Hello and thanks for the support! This is a new is...
# help
j
Hello and thanks for the support! This is a new issue after my previous thread. We are using a fully Azure-based deployment, with CosmosDB for K/V, and after running large imports, we are running into the attached read error in Spark. We have also run into this error once as well on a rerun of the pipeline:
com.databricks.sql.ui.FileReadException: Error while reading file lakefs://<path>.c000.snappy.parquet. java.io.EOFException
I looked through the logs, and there are many messages like this mentioning a "Not Found" error:
time="2023-10-05T23:18:55Z" level=debug msg="Not found" func="<http://github.com/treeverse/lakefs/pkg/api.(*Controller).handleAPIErrorCallback|github.com/treeverse/lakefs/pkg/api.(*Controller).handleAPIErrorCallback>" file="/lakeFS/pkg/api/controller.go:2068" error="not found" host="<ourdomain>:8000" method=GET operation_id=StatObject path="/api/v1/repositories/test1/refs/E2E_20231005110009958/objects/stat?path=providerfeeds%2Ftransportation&user_metadata=false&presign=false" request_id=14e66e44-a26a-4b75-9d17-c4040636b062 service=api_gateway service_name=rest_api user=admin
i
Hey James, during Spark runs it schedules many executors which have some non trivial ways of communicating with one another and checking stuff. They keep creating and deleting markers and use
StatObject
to check if they exist. So during normal operation of Spark `404`s are expected. The error in the attached image looks like the problem. Is it a delta table? Is it imported? Do you know if the imported data was changed outside of lakeFS (lakeFS keeps pointers to the imported data, if it was moved/changed/deleted in the origin place, lakeFS will not be able to manage that)? Generally every piece of information on the data would help us to reproduce it and fix: 1. Is the storage namespace of the repo gen v1/gen v2? 2. Same question for the imported data. 3. Format that is being read and written.
j
Hi Itai, thanks for your reply. This error is occurring when trying to read data that has been imported successfully.

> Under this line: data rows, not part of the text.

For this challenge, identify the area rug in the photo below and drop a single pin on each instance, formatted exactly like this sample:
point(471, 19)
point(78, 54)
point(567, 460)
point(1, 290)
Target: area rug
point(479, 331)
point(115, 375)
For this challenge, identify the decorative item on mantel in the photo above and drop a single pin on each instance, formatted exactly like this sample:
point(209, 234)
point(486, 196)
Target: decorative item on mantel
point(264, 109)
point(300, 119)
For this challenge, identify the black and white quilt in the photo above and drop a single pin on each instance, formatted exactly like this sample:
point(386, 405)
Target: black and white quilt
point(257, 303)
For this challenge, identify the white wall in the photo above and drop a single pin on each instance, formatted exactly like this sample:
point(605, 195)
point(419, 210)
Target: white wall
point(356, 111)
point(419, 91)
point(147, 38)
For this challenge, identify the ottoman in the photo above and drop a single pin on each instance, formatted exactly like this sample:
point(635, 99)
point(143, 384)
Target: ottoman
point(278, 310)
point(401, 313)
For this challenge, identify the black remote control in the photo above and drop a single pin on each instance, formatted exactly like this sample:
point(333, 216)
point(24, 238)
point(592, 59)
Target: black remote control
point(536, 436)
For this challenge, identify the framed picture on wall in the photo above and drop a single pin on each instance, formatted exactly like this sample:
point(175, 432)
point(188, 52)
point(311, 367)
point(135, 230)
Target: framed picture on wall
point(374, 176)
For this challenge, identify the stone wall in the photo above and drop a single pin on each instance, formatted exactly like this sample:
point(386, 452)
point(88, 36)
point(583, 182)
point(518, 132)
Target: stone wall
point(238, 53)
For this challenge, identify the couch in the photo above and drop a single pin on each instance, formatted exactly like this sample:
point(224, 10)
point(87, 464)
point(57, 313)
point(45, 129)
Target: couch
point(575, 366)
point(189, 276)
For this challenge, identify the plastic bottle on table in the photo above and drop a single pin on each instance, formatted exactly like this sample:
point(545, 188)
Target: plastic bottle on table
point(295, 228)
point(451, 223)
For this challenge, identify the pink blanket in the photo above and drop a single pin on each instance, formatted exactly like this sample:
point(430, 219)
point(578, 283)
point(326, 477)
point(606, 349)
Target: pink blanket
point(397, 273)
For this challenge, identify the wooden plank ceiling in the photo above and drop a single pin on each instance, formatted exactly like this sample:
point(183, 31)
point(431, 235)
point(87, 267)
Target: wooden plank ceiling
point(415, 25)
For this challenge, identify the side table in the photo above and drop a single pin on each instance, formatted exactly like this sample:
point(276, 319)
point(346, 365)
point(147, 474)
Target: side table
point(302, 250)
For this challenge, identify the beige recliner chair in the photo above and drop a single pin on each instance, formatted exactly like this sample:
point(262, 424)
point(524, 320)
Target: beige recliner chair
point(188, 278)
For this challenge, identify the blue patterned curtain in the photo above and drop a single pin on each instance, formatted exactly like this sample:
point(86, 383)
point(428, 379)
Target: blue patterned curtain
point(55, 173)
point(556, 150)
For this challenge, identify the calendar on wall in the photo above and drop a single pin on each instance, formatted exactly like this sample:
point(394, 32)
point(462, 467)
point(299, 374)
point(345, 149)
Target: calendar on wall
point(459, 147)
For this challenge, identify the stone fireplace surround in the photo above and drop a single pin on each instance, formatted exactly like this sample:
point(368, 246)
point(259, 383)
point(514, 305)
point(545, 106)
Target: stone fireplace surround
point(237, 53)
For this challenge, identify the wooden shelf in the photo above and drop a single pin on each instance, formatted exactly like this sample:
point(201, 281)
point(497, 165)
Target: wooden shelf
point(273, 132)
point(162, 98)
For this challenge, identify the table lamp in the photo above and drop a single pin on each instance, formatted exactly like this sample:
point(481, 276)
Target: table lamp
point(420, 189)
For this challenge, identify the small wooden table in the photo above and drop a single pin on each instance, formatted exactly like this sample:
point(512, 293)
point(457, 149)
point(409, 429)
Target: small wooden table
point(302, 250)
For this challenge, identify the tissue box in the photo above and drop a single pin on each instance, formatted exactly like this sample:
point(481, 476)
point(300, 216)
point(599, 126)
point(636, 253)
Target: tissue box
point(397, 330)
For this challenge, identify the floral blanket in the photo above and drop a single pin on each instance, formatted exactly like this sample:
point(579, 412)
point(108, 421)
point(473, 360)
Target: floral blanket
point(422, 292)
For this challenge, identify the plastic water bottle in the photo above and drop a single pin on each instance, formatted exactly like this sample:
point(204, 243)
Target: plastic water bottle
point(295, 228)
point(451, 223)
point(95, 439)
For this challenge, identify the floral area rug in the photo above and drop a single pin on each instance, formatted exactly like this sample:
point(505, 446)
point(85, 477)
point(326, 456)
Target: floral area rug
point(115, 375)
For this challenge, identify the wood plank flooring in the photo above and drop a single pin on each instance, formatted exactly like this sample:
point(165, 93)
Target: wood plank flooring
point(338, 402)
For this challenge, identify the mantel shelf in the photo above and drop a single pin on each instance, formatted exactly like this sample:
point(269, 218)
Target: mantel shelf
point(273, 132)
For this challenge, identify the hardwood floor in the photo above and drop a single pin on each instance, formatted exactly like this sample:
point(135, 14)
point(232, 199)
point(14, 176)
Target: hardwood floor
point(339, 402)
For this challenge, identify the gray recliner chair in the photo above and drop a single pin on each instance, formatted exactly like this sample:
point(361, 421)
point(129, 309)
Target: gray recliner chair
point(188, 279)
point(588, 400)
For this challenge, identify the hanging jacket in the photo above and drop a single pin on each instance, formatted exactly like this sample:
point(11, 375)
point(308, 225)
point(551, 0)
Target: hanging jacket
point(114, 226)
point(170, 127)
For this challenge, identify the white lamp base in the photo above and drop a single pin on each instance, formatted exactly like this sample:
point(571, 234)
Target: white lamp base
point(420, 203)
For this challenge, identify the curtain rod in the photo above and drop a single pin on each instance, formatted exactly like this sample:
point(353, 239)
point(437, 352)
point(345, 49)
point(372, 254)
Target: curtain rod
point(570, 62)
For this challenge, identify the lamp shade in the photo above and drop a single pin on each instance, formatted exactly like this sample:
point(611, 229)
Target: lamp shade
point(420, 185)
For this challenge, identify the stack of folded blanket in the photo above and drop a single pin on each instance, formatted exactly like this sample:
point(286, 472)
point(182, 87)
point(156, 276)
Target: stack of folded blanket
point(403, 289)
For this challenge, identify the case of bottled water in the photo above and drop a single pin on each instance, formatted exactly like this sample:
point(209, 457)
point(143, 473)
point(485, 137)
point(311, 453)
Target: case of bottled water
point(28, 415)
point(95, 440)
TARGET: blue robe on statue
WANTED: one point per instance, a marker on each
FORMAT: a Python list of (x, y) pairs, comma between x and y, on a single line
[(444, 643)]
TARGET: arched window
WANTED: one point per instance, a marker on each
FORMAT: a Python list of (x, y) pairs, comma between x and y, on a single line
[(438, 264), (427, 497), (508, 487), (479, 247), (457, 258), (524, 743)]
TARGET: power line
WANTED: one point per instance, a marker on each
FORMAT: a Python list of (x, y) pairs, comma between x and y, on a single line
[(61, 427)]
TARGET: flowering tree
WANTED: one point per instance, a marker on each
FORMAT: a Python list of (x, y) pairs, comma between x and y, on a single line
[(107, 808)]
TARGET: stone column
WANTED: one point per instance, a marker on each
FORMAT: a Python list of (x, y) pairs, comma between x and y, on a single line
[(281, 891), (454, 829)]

1. The import is happening within the same container in gen 2 storage, from a different folder. The storage namespace used in the lakeFS repo looks like this: https://domain.blob.core.windows.net/test1/ 2. Currently this data is being imported from this same container. 3. The format of the data is geoparquet. It is first being copied into the Azure storage like so: a.
df.write.format("geoparquet").mode("overwrite").partitionBy("theme","type").save(output_path)
b. Note:
output_path
is the folder we will now import from 4. The import looks like so: a.
importresponse = client.import_api.import_start(             repository=repository, branch=branch, import_creation = ImportCreation(paths=[ImportLocation(type="common_prefix",#common_prefix path=softlink_import_path, destination=dest,),],commit=CommitCreation(message="Uploading new data version for {} into lakefs".format(feedname), metadata={'using': 'import_api.import_start'})))
This error is occurring when running this line:
df = sedona.read.parquet("<lakefs://test1/E2E_20231006043002742/providerfeeds/admins/>")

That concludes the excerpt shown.